(Via Trains.com newsletter)
SHEEPSCOT, Me. – A replica of a cream car once used by an on-line industry of the Wiscasset Waterville & Farmington Railway, one of the legendary Maine “two-footers,” is nearly complete.
During the WW&F Railway Museum’s annual Spring Work Session, volunteers assembled a pair of arch-bar trucks, completed interior painting, and lettered the car, which was built from scratch in the museum’s shops over the winter months.
The original car was rebuilt in the WW&F’s shops from a 1905 Portland Co. car in the first decade of the 20th century to transport cans of cream picked up along the railway’s line for delivery to the Turner Centre Dairy operation in Wiscasset. It was insulated with sawdust and fitted with both an ice bin and a stove to maintain an even temperature year-round. The windows were added later so an attendant could ride inside the car to collect and drop off cream cans at stations along the line.

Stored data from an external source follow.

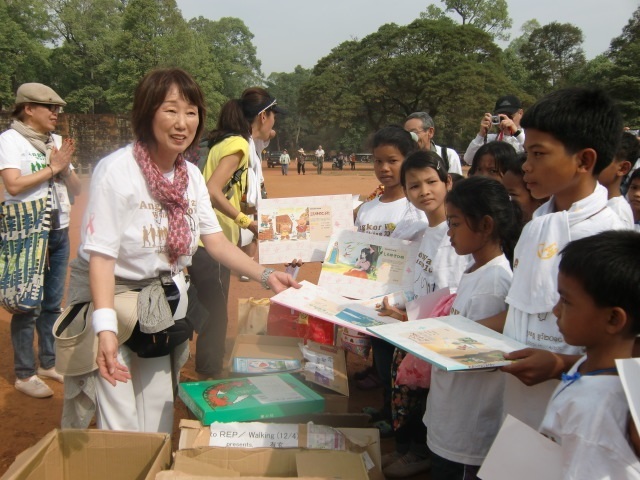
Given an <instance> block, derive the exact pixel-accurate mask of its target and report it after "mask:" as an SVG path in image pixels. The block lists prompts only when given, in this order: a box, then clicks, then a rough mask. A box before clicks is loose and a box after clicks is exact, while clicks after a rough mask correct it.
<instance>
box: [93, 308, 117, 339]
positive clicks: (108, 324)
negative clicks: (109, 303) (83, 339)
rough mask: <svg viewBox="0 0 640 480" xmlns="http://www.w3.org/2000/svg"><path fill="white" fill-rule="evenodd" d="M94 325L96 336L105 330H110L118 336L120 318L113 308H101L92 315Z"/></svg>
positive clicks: (94, 329)
mask: <svg viewBox="0 0 640 480" xmlns="http://www.w3.org/2000/svg"><path fill="white" fill-rule="evenodd" d="M91 321H92V323H93V331H94V332H96V335H97V334H98V333H100V332H102V331H104V330H110V331H112V332H113V333H115V334H116V335H117V334H118V317H117V315H116V311H115V310H114V309H113V308H99V309H98V310H94V311H93V314H92V315H91Z"/></svg>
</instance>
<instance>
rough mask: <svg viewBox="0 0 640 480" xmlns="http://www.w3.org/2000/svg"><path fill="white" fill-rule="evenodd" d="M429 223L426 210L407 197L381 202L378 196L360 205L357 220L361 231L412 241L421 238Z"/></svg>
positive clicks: (356, 217) (356, 223)
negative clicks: (425, 228) (409, 201)
mask: <svg viewBox="0 0 640 480" xmlns="http://www.w3.org/2000/svg"><path fill="white" fill-rule="evenodd" d="M428 224H429V222H428V221H427V216H426V215H425V214H424V212H423V211H422V210H418V209H417V208H416V207H414V206H413V205H412V204H411V202H409V200H407V199H406V198H401V199H399V200H395V201H393V202H381V201H380V197H376V198H374V199H373V200H371V201H369V202H366V203H363V204H362V205H361V206H360V209H359V210H358V216H357V217H356V221H355V225H356V227H357V228H358V231H359V232H364V233H372V234H374V235H381V236H384V237H393V238H400V239H402V240H411V241H416V240H419V239H421V238H422V234H423V233H424V230H425V228H427V225H428Z"/></svg>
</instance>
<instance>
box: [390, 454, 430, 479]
mask: <svg viewBox="0 0 640 480" xmlns="http://www.w3.org/2000/svg"><path fill="white" fill-rule="evenodd" d="M430 468H431V460H429V458H424V457H419V456H418V455H416V454H415V453H413V452H408V453H405V454H404V455H403V456H402V457H400V458H399V459H398V460H396V461H395V462H393V463H392V464H391V465H389V466H387V467H385V468H384V469H383V470H382V473H384V475H385V477H387V478H405V477H413V476H414V475H418V474H419V473H424V472H427V471H429V469H430Z"/></svg>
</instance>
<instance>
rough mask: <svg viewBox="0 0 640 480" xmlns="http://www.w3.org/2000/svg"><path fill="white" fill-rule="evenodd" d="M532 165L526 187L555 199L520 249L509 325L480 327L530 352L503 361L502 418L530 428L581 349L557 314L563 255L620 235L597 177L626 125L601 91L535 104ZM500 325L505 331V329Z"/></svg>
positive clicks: (515, 269)
mask: <svg viewBox="0 0 640 480" xmlns="http://www.w3.org/2000/svg"><path fill="white" fill-rule="evenodd" d="M521 125H522V126H523V127H524V128H525V129H526V139H525V149H526V151H527V160H526V161H525V163H524V164H523V166H522V169H523V171H524V177H523V178H524V181H525V183H526V185H527V188H528V189H529V191H530V192H531V195H532V196H533V197H534V198H544V197H551V198H550V200H549V201H548V202H547V203H545V204H544V205H542V206H541V207H540V208H538V209H537V210H536V211H535V212H534V214H533V219H532V220H531V221H530V222H529V223H528V224H527V225H526V226H525V228H524V230H523V231H522V235H521V236H520V240H519V241H518V244H517V245H516V249H515V257H514V263H513V283H512V285H511V288H510V290H509V294H508V295H507V303H508V304H509V310H508V313H507V317H506V323H505V320H504V316H502V317H501V318H500V316H495V317H492V318H490V319H487V320H485V321H483V323H484V324H485V325H487V326H490V327H492V328H495V329H497V330H498V331H500V330H502V327H503V328H504V334H505V335H507V336H509V337H511V338H514V339H516V340H518V341H520V342H522V343H525V344H526V345H528V346H530V347H531V348H526V349H523V350H519V351H516V352H512V353H510V354H508V355H506V357H507V358H508V359H511V360H517V362H514V363H512V364H511V365H508V366H506V367H503V370H504V371H505V372H508V373H511V374H512V375H513V376H512V375H508V376H507V379H506V386H505V404H504V405H505V413H509V414H511V415H513V416H515V417H516V418H518V419H520V420H521V421H523V422H525V423H527V424H528V425H530V426H531V427H533V428H537V427H538V426H539V425H540V421H541V420H542V416H543V414H544V408H545V406H546V404H547V403H548V401H549V398H550V396H551V393H552V392H553V390H554V389H555V387H556V385H557V383H558V381H557V380H556V379H559V378H560V374H561V373H562V372H566V371H567V370H568V369H569V368H570V367H571V365H573V364H574V363H575V362H576V361H577V360H578V358H579V357H580V355H581V354H582V348H581V347H576V346H573V345H567V344H566V343H565V342H564V340H563V338H562V335H561V334H560V332H559V331H558V326H557V324H556V317H555V315H554V314H553V312H552V309H553V306H554V305H555V304H556V302H557V300H558V293H557V286H556V278H557V273H558V262H559V260H560V259H559V257H558V255H557V254H558V252H559V251H560V250H561V249H562V248H563V247H564V246H565V245H566V244H567V243H569V242H570V241H572V240H576V239H579V238H583V237H588V236H590V235H594V234H596V233H599V232H601V231H604V230H611V229H620V228H623V225H622V222H621V221H620V219H619V217H618V216H617V215H616V214H615V213H614V212H613V211H612V210H611V209H610V208H608V207H607V190H606V189H605V188H604V187H603V186H601V185H599V184H598V182H597V175H599V174H600V172H601V171H602V170H603V169H604V168H606V167H607V166H608V165H609V164H610V163H611V160H612V159H613V156H614V155H615V153H616V151H617V150H618V146H619V142H620V136H621V134H622V119H621V116H620V113H619V111H618V109H617V107H616V106H615V104H614V102H613V100H612V99H611V98H610V97H609V96H608V95H607V94H606V93H604V91H602V90H593V89H585V88H568V89H563V90H558V91H555V92H553V93H551V94H549V95H547V96H545V97H544V98H542V99H541V100H539V101H538V102H537V103H536V104H534V105H533V106H532V107H531V108H530V109H529V110H527V112H526V113H525V114H524V116H523V117H522V121H521ZM501 322H502V323H501Z"/></svg>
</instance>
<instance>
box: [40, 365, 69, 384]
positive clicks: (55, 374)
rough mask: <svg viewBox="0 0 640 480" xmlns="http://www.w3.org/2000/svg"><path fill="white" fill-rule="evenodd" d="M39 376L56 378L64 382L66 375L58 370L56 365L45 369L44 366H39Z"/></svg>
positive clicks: (45, 377)
mask: <svg viewBox="0 0 640 480" xmlns="http://www.w3.org/2000/svg"><path fill="white" fill-rule="evenodd" d="M38 376H39V377H44V378H50V379H51V380H55V381H56V382H60V383H64V377H63V376H62V375H60V374H59V373H58V372H56V368H55V367H51V368H48V369H47V370H45V369H44V368H41V367H38Z"/></svg>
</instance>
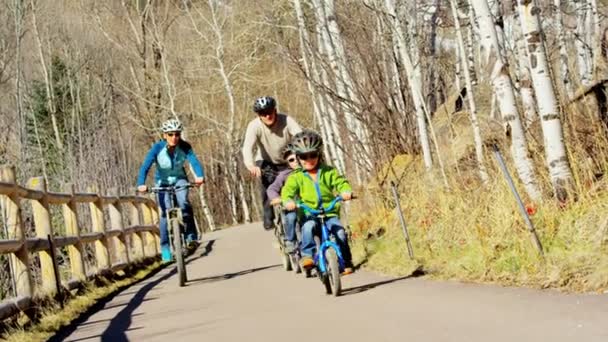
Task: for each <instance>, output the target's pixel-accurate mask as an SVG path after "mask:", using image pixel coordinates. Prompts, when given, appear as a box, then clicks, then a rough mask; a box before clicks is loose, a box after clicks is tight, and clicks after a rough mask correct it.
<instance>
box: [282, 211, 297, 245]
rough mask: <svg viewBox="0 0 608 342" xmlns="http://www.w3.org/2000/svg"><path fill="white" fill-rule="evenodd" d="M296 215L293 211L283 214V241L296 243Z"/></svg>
mask: <svg viewBox="0 0 608 342" xmlns="http://www.w3.org/2000/svg"><path fill="white" fill-rule="evenodd" d="M297 221H298V214H297V213H296V212H295V211H284V212H283V222H284V224H283V227H284V228H285V241H291V242H293V243H294V244H295V243H296V222H297Z"/></svg>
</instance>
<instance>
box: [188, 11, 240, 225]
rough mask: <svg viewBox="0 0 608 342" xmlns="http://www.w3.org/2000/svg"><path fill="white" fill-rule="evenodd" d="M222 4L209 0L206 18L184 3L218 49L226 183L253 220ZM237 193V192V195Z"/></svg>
mask: <svg viewBox="0 0 608 342" xmlns="http://www.w3.org/2000/svg"><path fill="white" fill-rule="evenodd" d="M220 6H221V4H218V3H217V2H215V1H213V0H209V1H208V8H209V13H210V16H211V18H210V19H208V18H206V17H205V15H204V13H203V12H202V10H201V9H200V8H198V7H196V6H191V8H188V6H187V4H186V3H184V7H186V8H188V9H187V10H186V11H187V13H188V17H189V18H190V21H191V23H192V27H193V28H194V30H195V32H196V33H197V34H198V35H199V36H200V38H201V39H202V40H203V41H204V42H207V44H208V45H210V46H213V47H214V49H213V51H214V52H215V54H214V55H213V56H212V60H213V61H214V62H215V63H216V67H215V71H216V72H217V73H218V74H219V75H220V77H221V79H222V82H223V87H224V90H225V93H226V98H227V100H228V127H227V128H228V130H227V131H225V139H226V141H227V142H228V144H227V147H228V151H227V152H228V153H227V156H226V158H227V159H225V160H227V164H226V166H227V168H228V176H229V177H230V179H231V182H230V183H227V189H229V191H230V198H231V203H232V205H233V206H236V202H237V200H236V198H237V197H238V198H240V201H241V209H242V211H243V218H244V220H245V222H250V221H251V212H250V210H249V204H248V203H247V200H246V195H245V188H244V187H243V186H242V183H241V182H240V180H239V177H238V161H237V159H236V158H237V156H238V154H239V145H238V143H237V142H238V141H240V139H239V137H238V136H237V132H238V130H237V113H236V104H235V98H234V87H233V85H232V81H231V79H230V77H231V71H232V70H234V67H233V68H229V67H228V66H226V63H225V53H224V32H222V26H223V22H221V20H225V19H222V18H220V17H219V16H220V13H219V11H220ZM193 11H194V12H196V14H197V18H195V17H194V15H193V14H192V12H193ZM197 19H199V20H202V21H203V22H205V23H207V25H208V26H209V28H210V30H211V32H212V34H213V36H214V38H215V39H214V40H213V41H212V40H211V39H210V38H209V37H207V36H206V35H205V33H204V32H203V31H202V30H201V28H199V26H198V25H199V24H198V23H197ZM231 184H232V185H233V186H235V187H236V188H235V189H233V188H232V187H230V185H231ZM235 192H238V196H237V195H236V193H235ZM235 210H236V208H234V209H233V211H232V214H233V219H234V220H236V216H237V215H236V212H235Z"/></svg>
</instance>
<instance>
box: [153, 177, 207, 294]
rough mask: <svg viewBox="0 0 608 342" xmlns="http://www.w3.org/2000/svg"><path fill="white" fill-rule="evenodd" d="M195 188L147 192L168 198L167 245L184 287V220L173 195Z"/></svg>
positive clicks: (185, 274)
mask: <svg viewBox="0 0 608 342" xmlns="http://www.w3.org/2000/svg"><path fill="white" fill-rule="evenodd" d="M195 186H196V185H195V184H186V185H181V186H175V185H169V186H156V187H152V188H150V190H149V191H150V192H154V193H156V194H158V193H166V194H167V195H168V196H169V205H168V206H167V208H166V210H165V211H166V216H167V231H168V233H169V241H170V242H171V243H170V244H169V245H170V246H171V254H172V255H173V256H174V257H175V264H176V266H177V275H178V277H177V278H178V283H179V286H184V285H185V284H186V282H187V281H188V274H187V273H186V263H185V259H186V257H187V256H188V250H187V249H186V248H184V246H185V245H186V240H185V237H184V231H183V226H184V220H183V216H182V209H181V208H180V207H179V206H176V203H177V198H176V195H175V194H176V193H177V192H178V191H180V190H184V189H188V188H193V187H195Z"/></svg>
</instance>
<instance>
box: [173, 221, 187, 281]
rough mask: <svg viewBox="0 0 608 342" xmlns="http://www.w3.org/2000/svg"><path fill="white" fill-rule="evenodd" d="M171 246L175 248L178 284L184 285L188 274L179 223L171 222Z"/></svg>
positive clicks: (175, 261)
mask: <svg viewBox="0 0 608 342" xmlns="http://www.w3.org/2000/svg"><path fill="white" fill-rule="evenodd" d="M173 247H174V248H175V253H174V254H175V264H176V267H177V278H178V283H179V286H180V287H182V286H184V285H186V281H188V275H187V274H186V264H185V260H184V253H183V246H182V234H181V229H180V226H179V224H175V223H173Z"/></svg>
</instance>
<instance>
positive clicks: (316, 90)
mask: <svg viewBox="0 0 608 342" xmlns="http://www.w3.org/2000/svg"><path fill="white" fill-rule="evenodd" d="M293 6H294V9H295V12H296V18H297V21H298V33H299V41H300V52H301V54H302V63H303V65H304V72H305V74H306V80H307V86H308V91H309V92H310V95H311V98H312V104H313V112H314V115H315V117H316V119H317V122H318V125H319V128H320V131H321V133H322V134H323V140H324V141H325V144H324V146H325V147H326V148H327V149H328V152H329V153H328V154H329V157H330V160H331V161H332V162H333V164H334V165H335V166H336V167H337V168H338V170H339V171H340V173H342V174H344V172H345V168H344V155H343V154H342V151H341V150H340V149H339V147H337V146H336V145H338V146H340V145H341V144H336V140H337V139H339V132H337V131H336V129H337V127H336V125H333V126H332V125H331V124H330V122H329V120H330V119H329V117H328V116H329V113H328V112H327V109H326V104H325V101H324V100H325V99H324V98H323V97H322V96H321V95H319V94H318V93H317V90H316V89H315V84H320V83H321V80H320V79H319V75H318V72H317V70H316V69H317V65H316V62H315V60H314V57H313V55H312V53H311V50H310V47H311V41H310V38H309V36H308V31H307V30H306V24H305V20H304V14H303V11H302V4H301V2H300V0H293Z"/></svg>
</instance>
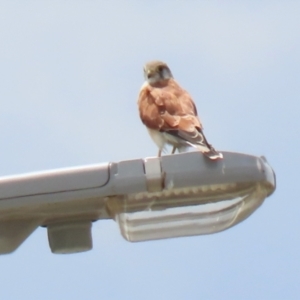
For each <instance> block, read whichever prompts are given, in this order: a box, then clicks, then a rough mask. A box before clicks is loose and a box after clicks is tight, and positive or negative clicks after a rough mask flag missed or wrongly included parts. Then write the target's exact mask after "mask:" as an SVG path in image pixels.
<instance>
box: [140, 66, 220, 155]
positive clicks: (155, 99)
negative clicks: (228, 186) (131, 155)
mask: <svg viewBox="0 0 300 300" xmlns="http://www.w3.org/2000/svg"><path fill="white" fill-rule="evenodd" d="M144 77H145V82H144V84H143V85H142V87H141V90H140V93H139V98H138V109H139V113H140V118H141V120H142V122H143V123H144V125H145V126H146V127H147V129H148V132H149V134H150V136H151V138H152V139H153V141H154V142H155V143H156V145H157V146H158V149H159V151H158V156H159V157H160V156H161V154H162V151H163V150H164V149H165V146H166V145H167V144H169V145H172V146H173V150H172V154H174V153H175V151H176V149H177V150H178V152H184V151H186V149H187V148H188V147H194V148H196V149H198V150H199V151H201V152H202V153H203V154H204V155H205V156H207V157H208V158H209V159H211V160H217V159H222V158H223V155H222V153H219V152H217V151H216V150H215V149H214V148H213V147H212V145H210V144H209V143H208V142H207V140H206V138H205V136H204V134H203V127H202V124H201V122H200V120H199V118H198V114H197V109H196V106H195V103H194V101H193V100H192V98H191V96H190V95H189V93H188V92H187V91H185V90H184V89H183V88H182V87H181V86H180V85H179V84H178V83H177V82H176V81H175V80H174V78H173V75H172V72H171V70H170V68H169V67H168V65H167V64H166V63H164V62H162V61H151V62H148V63H147V64H146V65H145V67H144Z"/></svg>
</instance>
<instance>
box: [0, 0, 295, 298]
mask: <svg viewBox="0 0 300 300" xmlns="http://www.w3.org/2000/svg"><path fill="white" fill-rule="evenodd" d="M299 15H300V3H299V1H289V0H288V1H276V0H275V1H267V0H266V1H192V0H187V1H168V0H163V1H138V0H131V1H120V0H119V1H117V0H110V1H105V0H102V1H100V0H98V1H95V0H94V1H92V0H90V1H69V0H66V1H57V0H53V1H49V0H44V1H40V2H38V1H32V0H29V1H17V0H15V1H9V2H8V1H2V2H0V40H1V47H0V82H1V83H0V86H1V89H0V103H1V109H0V140H1V156H0V166H1V168H0V175H1V176H5V175H13V174H20V173H26V172H33V171H42V170H49V169H55V168H62V167H72V166H80V165H86V164H95V163H101V162H118V161H121V160H127V159H134V158H144V157H148V156H154V155H156V153H157V148H156V146H155V144H154V143H153V142H152V141H151V139H150V137H149V136H148V134H147V132H146V129H145V127H144V126H143V125H142V123H141V121H140V119H139V116H138V112H137V104H136V102H137V96H138V92H139V89H140V87H141V85H142V83H143V72H142V70H143V65H144V64H145V63H146V62H147V61H149V60H154V59H159V60H163V61H165V62H167V63H168V65H169V66H170V68H171V70H172V73H173V75H174V77H175V79H176V80H177V81H178V82H179V83H180V84H181V85H182V86H183V87H184V88H185V89H186V90H188V91H189V92H190V94H191V95H192V97H193V99H194V101H195V103H196V105H197V107H198V113H199V115H200V118H201V120H202V122H203V124H204V130H205V131H204V132H205V134H206V136H207V138H208V140H209V141H210V142H211V143H212V144H213V145H214V147H215V148H217V149H219V150H226V151H234V152H242V153H248V154H251V155H258V156H260V155H264V156H266V158H267V160H268V161H269V163H270V164H271V166H272V167H273V169H274V170H275V172H276V176H277V189H276V191H275V193H274V194H273V195H272V196H270V197H269V198H267V199H266V201H265V202H264V204H263V205H262V206H261V207H260V208H259V209H258V210H257V211H256V212H255V213H254V214H253V215H251V216H250V217H249V218H248V219H247V220H245V221H244V222H242V223H240V224H238V225H237V226H235V227H233V228H231V229H229V230H227V231H224V232H221V233H217V234H214V235H205V236H196V237H186V238H177V239H169V240H160V241H151V242H141V243H129V242H127V241H125V240H124V239H123V238H122V237H121V234H120V232H119V229H118V226H117V224H116V223H115V222H114V221H112V220H106V221H98V222H96V223H94V224H93V243H94V247H93V250H92V251H89V252H85V253H80V254H72V255H55V254H52V253H51V251H50V249H49V246H48V240H47V231H46V229H45V228H38V229H37V230H36V231H35V232H34V233H33V234H32V235H31V236H30V237H29V238H28V239H27V240H26V241H25V242H24V243H23V244H22V245H21V246H20V247H19V248H18V249H17V250H16V251H15V252H14V253H12V254H9V255H3V256H0V269H1V272H0V282H1V289H0V298H1V299H6V300H10V299H13V300H14V299H18V300H19V299H43V300H48V299H49V300H50V299H51V300H52V299H65V300H69V299H72V300H77V299H78V300H81V299H92V300H93V299H145V300H148V299H174V300H177V299H190V300H193V299H197V300H198V299H214V300H218V299H222V300H224V299H256V300H257V299H299V297H300V284H299V278H300V259H299V256H300V236H299V228H300V218H299V211H300V202H299V199H298V197H299V196H298V188H297V186H295V184H296V185H297V184H298V182H299V179H300V176H299V170H298V169H297V168H298V167H299V166H300V158H299V147H300V139H299V137H300V136H299V128H300V119H299V111H300V104H299V96H300V55H299V53H300V34H299V32H300V19H299ZM0 192H1V191H0Z"/></svg>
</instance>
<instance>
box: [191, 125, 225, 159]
mask: <svg viewBox="0 0 300 300" xmlns="http://www.w3.org/2000/svg"><path fill="white" fill-rule="evenodd" d="M198 133H199V136H200V137H201V139H199V141H198V142H197V143H189V144H190V145H191V146H192V147H194V148H197V149H198V150H199V151H201V152H202V153H203V154H204V155H205V156H206V157H208V158H209V159H211V160H218V159H222V158H223V154H222V153H221V152H218V151H216V150H215V148H214V147H213V146H212V145H211V144H209V143H208V142H207V140H206V138H205V135H204V134H203V132H202V131H200V130H199V131H198Z"/></svg>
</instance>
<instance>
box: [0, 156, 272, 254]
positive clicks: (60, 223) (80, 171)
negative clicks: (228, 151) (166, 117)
mask: <svg viewBox="0 0 300 300" xmlns="http://www.w3.org/2000/svg"><path fill="white" fill-rule="evenodd" d="M222 153H223V155H224V159H223V160H219V161H210V160H208V159H207V158H206V157H204V156H203V155H202V154H201V153H199V152H190V153H182V154H176V155H166V156H163V157H160V158H157V157H153V158H145V159H135V160H129V161H121V162H118V163H104V164H98V165H90V166H83V167H75V168H66V169H58V170H51V171H45V172H37V173H30V174H24V175H16V176H9V177H2V178H0V253H2V254H3V253H9V252H12V251H14V250H15V249H16V248H17V247H18V246H19V245H20V244H21V243H22V242H23V241H24V240H25V239H26V238H27V237H28V236H29V235H30V234H31V233H32V232H33V231H34V230H35V229H36V228H37V227H38V226H46V227H47V230H48V239H49V245H50V248H51V251H52V252H53V253H75V252H81V251H87V250H90V249H91V248H92V236H91V226H92V222H93V221H96V220H101V219H110V218H113V219H114V220H115V221H116V222H117V223H118V224H119V227H120V230H121V234H122V235H123V237H124V238H125V239H126V240H128V241H133V242H135V241H145V240H153V239H164V238H170V237H180V236H190V235H200V234H210V233H215V232H219V231H222V230H225V229H227V228H230V227H232V226H234V225H236V224H237V223H239V222H241V221H243V220H244V219H246V218H247V217H248V216H249V215H250V214H252V213H253V212H254V211H255V210H256V209H257V208H258V207H259V206H260V205H261V204H262V203H263V201H264V200H265V198H266V197H268V196H269V195H271V194H272V193H273V192H274V190H275V187H276V180H275V173H274V172H273V170H272V168H271V167H270V165H269V164H268V163H267V161H266V159H265V158H264V157H255V156H250V155H245V154H239V153H232V152H222Z"/></svg>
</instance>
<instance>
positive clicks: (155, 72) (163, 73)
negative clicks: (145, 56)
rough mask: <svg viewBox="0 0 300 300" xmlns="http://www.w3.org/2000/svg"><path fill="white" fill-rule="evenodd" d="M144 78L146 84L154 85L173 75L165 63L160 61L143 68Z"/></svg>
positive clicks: (157, 61)
mask: <svg viewBox="0 0 300 300" xmlns="http://www.w3.org/2000/svg"><path fill="white" fill-rule="evenodd" d="M144 77H145V80H146V81H148V83H150V84H155V83H158V82H160V81H163V80H168V79H170V78H173V75H172V73H171V70H170V69H169V67H168V65H167V64H166V63H164V62H162V61H150V62H148V63H146V65H145V67H144Z"/></svg>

The replica car, while fully operational, will be placed at the public wharf in Wiscassett (site of the Turner Centre Dairy) with display materials about the Turner Centre Dairying Association and the WW&F Railway and its museum.
During the work session, in addition to work on the cream car, volunteers also performed a variety of track maintenance projects, prepared footers for a new restroom building, continued restoration of locomotive No. 9 (Portland 1891) and reroofed the Sheepscot station. More than 75 volunteers participated.